The idea of a self-destructible device that has a pre-recorded message that goes “This tape will self-destruct in five seconds” as soon as you switch it up sounds straight out of a cool, tech savvy detective action movie does it not?

But thanks to a bunch of scientists from the University of Houston and China, this is now reality.

The researchers have produced electronic devices that gradually decompose through reactions with water in the air. They believe the device could have important applications not just in security but in environmental protection and potentially medicine too.

The work holds promise for eco-friendly disposable personal electronics and biomedical devices that dissolve within the body. There are also defense applications, including devices that can be programmed to dissolve in order to safeguard sensitive information, said Cunjiang Yu, Bill D. Cook Assistant Professor of mechanical engineering at the University of Houston and lead author of the paper.

Undoubtedly, with electronic devices becoming ever more widesprea

d, interest has grown in ‘transient electronics’, which would do their job and then decompose. The field currently requires immersion in aqueous corrosive solutions or biofluids. Yu said this work demonstrates a completely new working mechanism – the dissolution is triggered by ambient moisture. Which means that a biomedical implant could be programmed to disappear when its task – delivering medication, for example – is complete. Sensitive communications could be devised to literally vanish once the message was delivered.

The researchers deposited materials common in the semiconductor industry, such as copper, magnesium oxide and indium gallium zinc oxide semiconductors, onto a polyanhydride substrate. Gradually, water vapour from the air hydrolysed the polymer’s anhydride groups, causing decomposition of the film. The carboxylic acid produced by the hydrolysis could break down electronic materials too. The researchers fabricated transient resistors, capacitors, transistors and other electronic components. The decomposition time could be varied from days to weeks and potentially even longer by altering the polymer’s anhydride content and the humidity. Yu suggests this could be achieved in real-world devices using packaging.

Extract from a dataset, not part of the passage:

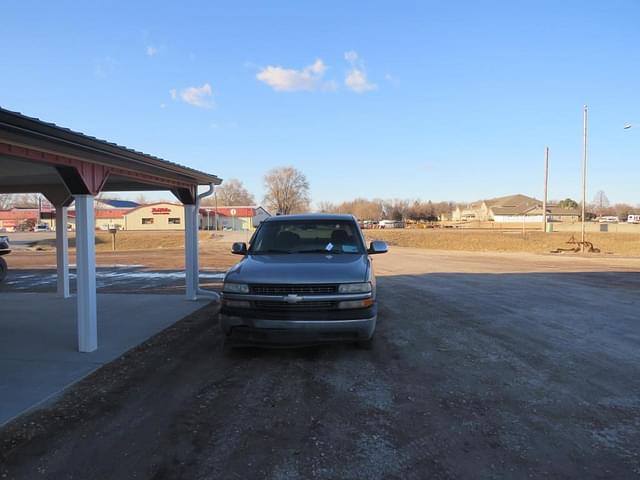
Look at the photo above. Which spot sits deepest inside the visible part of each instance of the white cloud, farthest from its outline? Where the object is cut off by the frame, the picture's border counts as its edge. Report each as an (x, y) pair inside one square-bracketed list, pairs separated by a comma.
[(196, 96), (356, 78), (289, 79)]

John Rogers of Northwestern University, US, is impressed. “It introduces the notion that you can use the substrate as the vehicle for triggering physical disintegration and dissolution of the electronics. That’s a new concept in transient electronics, which I believe is emerging as a pretty important technology.” He suspects that the acidity, as well as the probable rapidity of hydrolysis in the moist environment of the body, may hinder biomedical uses, but he believes military applications are possible. “Ultimately, for those systems, the idea of a triggered transience is the holy grail,” he says. “But a system like Cunjiang’s, in which a timer is built into the material dictating how long it will exist, is interesting.”